I’ve seen a few pics on the van fb Page.
Was going to ask how they had cut the bumper pieces out? They look good.
 

Riptide

Explorer
I agree with Tom about the awning. Ditch that ARB and get a Fiamma. Deploys and stores in 2 minutes from the ground...
 

marshal

Burrito Enthusiast
We took it to a reputable shop in Grand Rapids, MI Griffen Fab Works to do the big work!

Control Arms

26231954_10156292572109050_8656106079953949303_o.jpg


If i may suggest, the urethane bushings i those control arms are going to ultimately degrade very quickly due to heavy rotational stress from the front axle. Urethane bushings are quite a bit harder than OEM rubber's, and a lot less forgiving when pushed beyond their design specifications. Because there is no real room for the axle to articulate within the confines of those bushings, huge torsional loads are being placed on your frame and axle side bracketry that are suspending everything.

i would HIGHLY recommend at the very least, removing the adjustable side joint and replacing it with a Currie Johnny-Joint of appropriate size. It is a spherical ball joint that allows for 30* of movement within the joint and is pretty much the go-to king of articulating joints in the off-road realm. they're serviceable with bearing grease, so they're long lived and very quiet and their proprietary in house race material means no harsh, unwanted NVH traveling up into the cabin. Ideally you would have johnny joint's at both ends of the control arms, but in this scenario one should be plenty.

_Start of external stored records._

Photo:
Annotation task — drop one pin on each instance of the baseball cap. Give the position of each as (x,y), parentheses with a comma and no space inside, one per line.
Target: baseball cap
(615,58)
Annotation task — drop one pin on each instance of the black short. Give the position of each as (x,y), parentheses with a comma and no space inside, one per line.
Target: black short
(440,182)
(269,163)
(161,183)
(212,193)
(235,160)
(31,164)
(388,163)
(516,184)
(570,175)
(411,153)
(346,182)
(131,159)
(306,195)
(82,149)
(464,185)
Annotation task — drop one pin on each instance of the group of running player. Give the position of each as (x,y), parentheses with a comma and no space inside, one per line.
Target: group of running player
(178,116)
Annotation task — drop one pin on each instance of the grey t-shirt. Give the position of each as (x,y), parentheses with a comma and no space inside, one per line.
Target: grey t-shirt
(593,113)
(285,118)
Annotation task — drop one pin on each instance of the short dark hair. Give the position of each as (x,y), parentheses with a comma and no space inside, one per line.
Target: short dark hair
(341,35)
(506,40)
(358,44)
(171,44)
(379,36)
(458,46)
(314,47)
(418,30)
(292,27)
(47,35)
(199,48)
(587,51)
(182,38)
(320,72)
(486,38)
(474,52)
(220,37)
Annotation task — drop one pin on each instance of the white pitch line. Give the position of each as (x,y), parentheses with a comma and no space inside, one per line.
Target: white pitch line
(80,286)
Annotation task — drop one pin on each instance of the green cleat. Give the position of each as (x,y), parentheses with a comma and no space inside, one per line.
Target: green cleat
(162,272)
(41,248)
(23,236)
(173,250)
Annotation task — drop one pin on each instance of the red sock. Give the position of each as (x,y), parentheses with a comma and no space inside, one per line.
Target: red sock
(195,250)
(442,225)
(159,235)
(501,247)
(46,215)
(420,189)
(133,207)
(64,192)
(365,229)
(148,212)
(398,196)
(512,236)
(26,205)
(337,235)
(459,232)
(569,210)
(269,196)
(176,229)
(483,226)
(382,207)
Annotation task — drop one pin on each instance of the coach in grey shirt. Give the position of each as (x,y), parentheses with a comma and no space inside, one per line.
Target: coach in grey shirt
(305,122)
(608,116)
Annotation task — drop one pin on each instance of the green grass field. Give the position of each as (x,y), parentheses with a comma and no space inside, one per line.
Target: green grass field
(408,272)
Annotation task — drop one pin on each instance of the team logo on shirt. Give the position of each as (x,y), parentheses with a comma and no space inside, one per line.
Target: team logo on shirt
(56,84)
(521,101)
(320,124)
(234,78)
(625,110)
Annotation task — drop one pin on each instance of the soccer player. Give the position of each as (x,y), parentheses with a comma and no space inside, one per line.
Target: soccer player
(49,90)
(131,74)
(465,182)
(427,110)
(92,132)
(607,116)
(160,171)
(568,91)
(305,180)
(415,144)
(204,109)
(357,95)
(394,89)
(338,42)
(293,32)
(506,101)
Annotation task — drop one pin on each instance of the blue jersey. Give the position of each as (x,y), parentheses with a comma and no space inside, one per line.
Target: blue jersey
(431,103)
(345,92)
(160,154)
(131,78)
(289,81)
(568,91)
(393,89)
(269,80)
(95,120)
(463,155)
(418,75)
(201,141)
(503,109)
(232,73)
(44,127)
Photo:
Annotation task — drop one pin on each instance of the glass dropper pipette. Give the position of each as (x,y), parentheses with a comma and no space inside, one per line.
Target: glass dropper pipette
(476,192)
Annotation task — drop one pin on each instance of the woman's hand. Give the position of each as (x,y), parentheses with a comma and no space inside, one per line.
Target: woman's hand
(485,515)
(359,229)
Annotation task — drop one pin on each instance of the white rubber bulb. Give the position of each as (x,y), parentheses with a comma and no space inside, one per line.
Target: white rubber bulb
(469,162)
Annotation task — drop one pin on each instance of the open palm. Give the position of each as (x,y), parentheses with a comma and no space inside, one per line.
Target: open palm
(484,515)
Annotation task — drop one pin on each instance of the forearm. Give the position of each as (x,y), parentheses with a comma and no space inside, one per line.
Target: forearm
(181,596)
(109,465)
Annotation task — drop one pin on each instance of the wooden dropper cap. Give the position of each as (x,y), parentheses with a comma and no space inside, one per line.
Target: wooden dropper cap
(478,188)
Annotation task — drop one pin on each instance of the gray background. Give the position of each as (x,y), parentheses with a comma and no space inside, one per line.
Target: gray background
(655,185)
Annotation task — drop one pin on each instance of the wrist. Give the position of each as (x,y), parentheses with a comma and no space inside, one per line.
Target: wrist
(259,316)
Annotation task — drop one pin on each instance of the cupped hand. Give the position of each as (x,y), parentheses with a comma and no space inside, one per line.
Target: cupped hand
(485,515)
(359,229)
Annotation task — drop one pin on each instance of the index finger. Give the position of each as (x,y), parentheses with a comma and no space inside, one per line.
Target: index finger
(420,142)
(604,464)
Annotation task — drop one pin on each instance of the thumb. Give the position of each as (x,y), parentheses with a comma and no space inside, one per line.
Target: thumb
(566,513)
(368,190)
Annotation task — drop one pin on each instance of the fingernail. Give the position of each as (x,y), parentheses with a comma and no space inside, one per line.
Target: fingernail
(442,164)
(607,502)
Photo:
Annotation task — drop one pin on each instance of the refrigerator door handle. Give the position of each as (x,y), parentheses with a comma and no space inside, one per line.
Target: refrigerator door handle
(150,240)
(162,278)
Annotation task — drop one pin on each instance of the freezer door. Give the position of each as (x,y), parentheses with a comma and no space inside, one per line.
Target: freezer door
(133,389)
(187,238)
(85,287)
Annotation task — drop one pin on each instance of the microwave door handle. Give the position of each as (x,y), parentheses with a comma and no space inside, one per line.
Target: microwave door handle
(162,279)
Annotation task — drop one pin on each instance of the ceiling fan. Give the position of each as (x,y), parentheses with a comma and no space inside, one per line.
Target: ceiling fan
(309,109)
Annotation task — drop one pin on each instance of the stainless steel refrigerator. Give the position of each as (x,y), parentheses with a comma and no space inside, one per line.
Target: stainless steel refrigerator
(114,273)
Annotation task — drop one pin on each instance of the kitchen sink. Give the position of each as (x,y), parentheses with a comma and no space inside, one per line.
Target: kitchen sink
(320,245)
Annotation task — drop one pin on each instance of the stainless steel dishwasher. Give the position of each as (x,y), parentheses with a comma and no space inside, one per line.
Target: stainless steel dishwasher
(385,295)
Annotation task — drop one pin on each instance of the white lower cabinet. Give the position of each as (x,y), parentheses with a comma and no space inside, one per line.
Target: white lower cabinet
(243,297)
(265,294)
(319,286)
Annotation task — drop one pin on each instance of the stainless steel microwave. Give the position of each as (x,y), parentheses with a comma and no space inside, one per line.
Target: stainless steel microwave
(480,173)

they run about $55 per joint for the full forged housing/shank for the 2 1/2" models which is what you'd probably need.

httpwww.polyperformance.comimages152918_main-1.jpg
 

izthistaken

New member
Looking awesome!
I’ve seen a few pics on the van fb Page.
Was going to ask how they had cut the bumper pieces out? They look good.

It is laser cut, not sure if you have a van, but it will be available to purchase soon as welded, or a weld it yourself kit!
 

izthistaken

New member
If i may suggest, the urethane bushings i those control arms are going to ultimately degrade very quickly due to heavy rotational stress from the front axle. Urethane bushings are quite a bit harder than OEM rubber's, and a lot less forgiving when pushed beyond their design specifications. Because there is no real room for the axle to articulate within the confines of those bushings, huge torsional loads are being placed on your frame and axle side bracketry that are suspending everything.

i would HIGHLY recommend at the very least, removing the adjustable side joint and replacing it with a Currie Johnny-Joint of appropriate size. It is a spherical ball joint that allows for 30* of movement within the joint and is pretty much the go-to king of articulating joints in the off-road realm. they're serviceable with bearing grease, so they're long lived and very quiet and their proprietary in house race material means no harsh, unwanted NVH traveling up into the cabin. Ideally you would have johnny joint's at both ends of the control arms, but in this scenario one should be plenty.

they run about $55 per joint for the full forged housing/shank for the 2 1/2" models which is what you'd probably need.

I'm not planning on doing extreme rock crawling with it, so I hope this holds up. If it doesn't, I will switch over to something like this. They are pretty bulky as is.